THE AGE OF AI -- BOOK REVIEW
The book The Age of AI and Our Human Future is a graduate school level text. The Age of AI is the future, and it's coming way too fast. The human race has never been more challenged. We are all about to make some huge decisions. It is almost a magisterium for human life in the Fourth Industrial Revolution age. It is written by thought leaders of the highest-level, each in their respective fields. The first author is Henry Kissinger the former Secretary of State and NSC advisor to two US presidents, a philosopher and Nobel Peace Prize Laureate. At age 98 he has seen it all and done it, and remains an international counselor to politicians and business magnates. The second author, Eric Schmidt consolidated Google into the cutting edge technology giant that it is today. In this role he is a sought out counselor and business mogul. The third author is Daniel Huttenlocher -- the inaugural Dean of the MIT College of Computing. It is the place where AI is reinvented and recreated on self-teaching algorithm development and data aggregation from the global network platforms and the internet that occur 24/7 at a neck breaking pace. This compendium though incomplete, has more authors, contributors and editors. Meredith Potter is a contributor who augments Kissinger's intellectual pursuits she drafted, edited the texts and made the chapters flowing clearly and seamless.
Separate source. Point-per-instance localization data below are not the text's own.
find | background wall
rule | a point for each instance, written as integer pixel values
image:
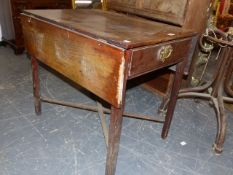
(6, 29)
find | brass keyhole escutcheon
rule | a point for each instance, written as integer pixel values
(165, 52)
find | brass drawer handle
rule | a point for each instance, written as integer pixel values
(165, 52)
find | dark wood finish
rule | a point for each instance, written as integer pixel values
(36, 85)
(146, 59)
(114, 140)
(164, 10)
(196, 16)
(17, 7)
(100, 54)
(101, 50)
(173, 97)
(112, 28)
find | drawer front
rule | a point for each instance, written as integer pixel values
(147, 59)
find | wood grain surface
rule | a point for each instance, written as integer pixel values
(113, 28)
(95, 66)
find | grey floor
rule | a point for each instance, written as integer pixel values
(66, 141)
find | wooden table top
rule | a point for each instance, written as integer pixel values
(118, 29)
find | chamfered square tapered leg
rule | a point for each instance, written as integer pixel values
(36, 85)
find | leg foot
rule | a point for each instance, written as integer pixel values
(114, 140)
(216, 149)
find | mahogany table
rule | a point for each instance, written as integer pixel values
(100, 51)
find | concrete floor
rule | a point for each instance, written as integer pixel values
(66, 141)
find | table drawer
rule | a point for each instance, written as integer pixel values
(150, 58)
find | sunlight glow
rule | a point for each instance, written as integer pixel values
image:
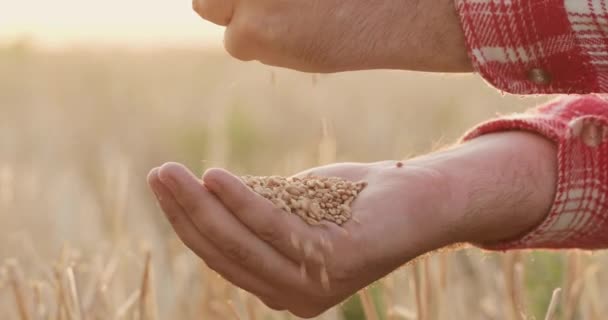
(115, 22)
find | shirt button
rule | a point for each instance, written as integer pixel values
(589, 130)
(539, 76)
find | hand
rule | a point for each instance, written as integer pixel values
(335, 35)
(287, 263)
(487, 190)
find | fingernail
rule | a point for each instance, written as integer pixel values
(158, 196)
(170, 183)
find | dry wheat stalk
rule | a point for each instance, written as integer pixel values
(17, 287)
(553, 305)
(314, 199)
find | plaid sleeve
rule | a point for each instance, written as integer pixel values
(579, 214)
(538, 46)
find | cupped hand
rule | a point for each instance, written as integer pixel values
(336, 35)
(289, 264)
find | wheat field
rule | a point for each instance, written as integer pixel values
(82, 238)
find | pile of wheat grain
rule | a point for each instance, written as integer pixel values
(314, 199)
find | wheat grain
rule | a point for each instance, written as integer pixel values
(314, 199)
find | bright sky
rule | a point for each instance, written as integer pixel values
(57, 23)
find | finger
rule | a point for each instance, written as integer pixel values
(226, 232)
(283, 231)
(188, 233)
(216, 11)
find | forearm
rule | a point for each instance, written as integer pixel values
(502, 185)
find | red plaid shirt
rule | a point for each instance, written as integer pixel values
(552, 46)
(538, 46)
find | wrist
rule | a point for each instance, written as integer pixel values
(503, 185)
(439, 42)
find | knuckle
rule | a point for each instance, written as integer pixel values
(273, 304)
(309, 312)
(269, 233)
(237, 253)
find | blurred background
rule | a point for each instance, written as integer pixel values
(95, 93)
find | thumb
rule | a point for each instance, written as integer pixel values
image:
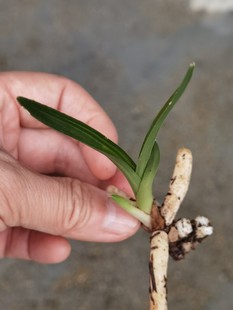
(59, 206)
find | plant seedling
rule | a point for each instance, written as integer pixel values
(167, 235)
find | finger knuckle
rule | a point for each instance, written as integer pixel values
(77, 211)
(9, 183)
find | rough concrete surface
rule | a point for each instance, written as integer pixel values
(130, 55)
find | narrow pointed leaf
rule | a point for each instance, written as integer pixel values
(158, 121)
(85, 134)
(145, 192)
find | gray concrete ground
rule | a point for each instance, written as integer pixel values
(130, 55)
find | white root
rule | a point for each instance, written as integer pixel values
(159, 254)
(178, 186)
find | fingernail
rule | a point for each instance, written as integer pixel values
(117, 220)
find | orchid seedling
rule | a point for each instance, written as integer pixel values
(168, 236)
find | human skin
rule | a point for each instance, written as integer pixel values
(52, 187)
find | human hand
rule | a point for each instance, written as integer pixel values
(38, 211)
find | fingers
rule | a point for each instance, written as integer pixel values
(66, 96)
(60, 206)
(32, 245)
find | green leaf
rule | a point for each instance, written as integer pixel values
(85, 134)
(158, 121)
(145, 193)
(130, 207)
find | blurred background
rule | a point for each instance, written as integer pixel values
(130, 55)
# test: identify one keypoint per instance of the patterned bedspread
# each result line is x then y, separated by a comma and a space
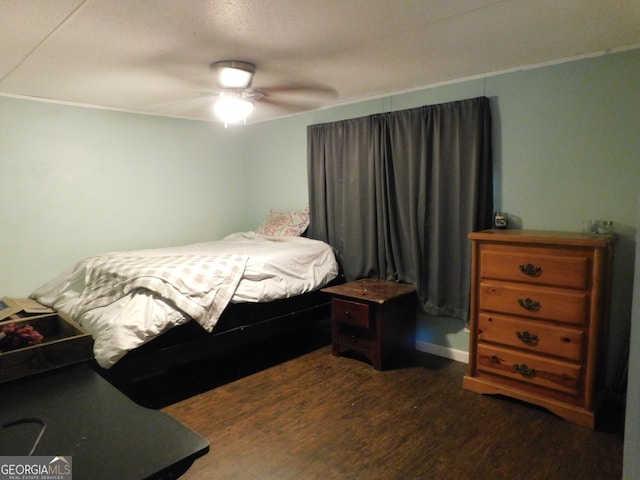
199, 286
125, 299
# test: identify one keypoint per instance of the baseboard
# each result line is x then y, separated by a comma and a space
446, 352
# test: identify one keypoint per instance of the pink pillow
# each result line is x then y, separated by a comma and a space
278, 224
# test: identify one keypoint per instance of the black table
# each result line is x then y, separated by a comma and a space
107, 435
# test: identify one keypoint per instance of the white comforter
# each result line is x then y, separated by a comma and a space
125, 299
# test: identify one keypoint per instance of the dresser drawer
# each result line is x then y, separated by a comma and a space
538, 266
530, 335
351, 313
536, 302
557, 375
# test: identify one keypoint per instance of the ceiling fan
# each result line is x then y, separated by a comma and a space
236, 100
236, 97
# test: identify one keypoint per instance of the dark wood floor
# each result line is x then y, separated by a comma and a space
315, 416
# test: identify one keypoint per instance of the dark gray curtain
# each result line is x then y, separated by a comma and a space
397, 193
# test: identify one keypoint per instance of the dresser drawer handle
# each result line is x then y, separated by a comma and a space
524, 370
528, 338
528, 304
530, 269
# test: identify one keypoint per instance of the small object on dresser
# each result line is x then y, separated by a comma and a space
589, 226
501, 220
604, 226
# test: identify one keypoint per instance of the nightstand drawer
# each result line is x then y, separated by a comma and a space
351, 313
534, 336
523, 264
544, 372
536, 302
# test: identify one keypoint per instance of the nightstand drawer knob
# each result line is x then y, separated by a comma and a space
528, 338
528, 304
524, 370
530, 269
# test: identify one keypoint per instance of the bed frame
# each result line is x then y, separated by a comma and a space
240, 325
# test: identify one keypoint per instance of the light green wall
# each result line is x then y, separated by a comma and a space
79, 181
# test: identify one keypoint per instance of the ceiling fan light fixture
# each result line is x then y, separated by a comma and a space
232, 108
233, 73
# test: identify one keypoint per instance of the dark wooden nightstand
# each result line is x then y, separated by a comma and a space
373, 317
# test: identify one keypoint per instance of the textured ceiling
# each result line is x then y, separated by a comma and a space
153, 56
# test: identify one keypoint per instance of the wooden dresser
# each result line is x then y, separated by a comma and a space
539, 308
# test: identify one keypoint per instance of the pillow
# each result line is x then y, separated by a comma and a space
278, 224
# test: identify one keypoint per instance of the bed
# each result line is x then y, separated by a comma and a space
148, 310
These and other editors made this textbook intellectually rich, informative, and easy to read. The Age of AI introduces the reader to the occurring changes we experienced in our society today. You are about to encounter many topics that involve the future in its continuing evolution. Every high school student is adapting to the new classroom intellectual reality. Here are two points to consider. First, the technology that this text discusses is not available in your community college courses or on other educational websites.